Children of the Forest
Another intelligent race in the world of Westeros is the Children of the Forest. Small creatures have inhabited the lands of the Seven Kingdoms long before the kingdoms itself. They settled in thickets, caves and island in the middle of lakes in secret dwellings on the trees. Little Children of the Forest, according to the legends, worshiped the Old Gods even before people did. They were dressed in outfits made of bark and leaves and did not know any metals.
The Giants and the Children of the Forest have no special business for people, but behind the Wall, there is a much more terrible race - White Walkers. These sinister supernatural beings are associated with cold, night and long winter.
Once, White Walkers invaded the territory of the Seven Kingdoms and brought with them a long winter and a long night.

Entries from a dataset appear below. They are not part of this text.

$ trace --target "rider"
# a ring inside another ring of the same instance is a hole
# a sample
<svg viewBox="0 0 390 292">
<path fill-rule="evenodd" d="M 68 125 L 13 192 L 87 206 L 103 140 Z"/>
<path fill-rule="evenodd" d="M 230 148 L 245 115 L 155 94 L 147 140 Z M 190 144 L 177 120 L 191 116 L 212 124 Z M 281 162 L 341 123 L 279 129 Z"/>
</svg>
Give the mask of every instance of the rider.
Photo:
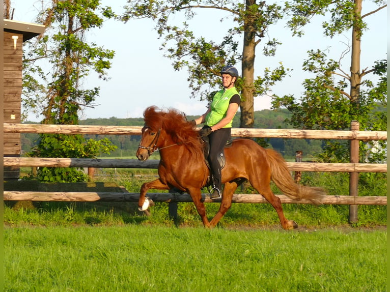
<svg viewBox="0 0 390 292">
<path fill-rule="evenodd" d="M 224 147 L 230 139 L 232 123 L 241 103 L 241 97 L 234 86 L 238 71 L 227 65 L 220 71 L 224 89 L 217 92 L 207 110 L 193 120 L 196 125 L 204 123 L 200 130 L 201 137 L 208 136 L 210 152 L 208 160 L 212 177 L 211 199 L 221 197 L 221 167 L 217 160 L 224 152 Z"/>
</svg>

They destroyed cities and villages and a life of Westeros in general. But in the end, they were defeated and thrown back to the far North. It was after the victory over the White Walkers the giant Wall was built on the northern boarder of the Seven Kingdoms, which protection was entrusted to the Night's Watch. During this time the White Walkers never showed up, and the Night's Watch turned into a place of exile for criminals and fallen.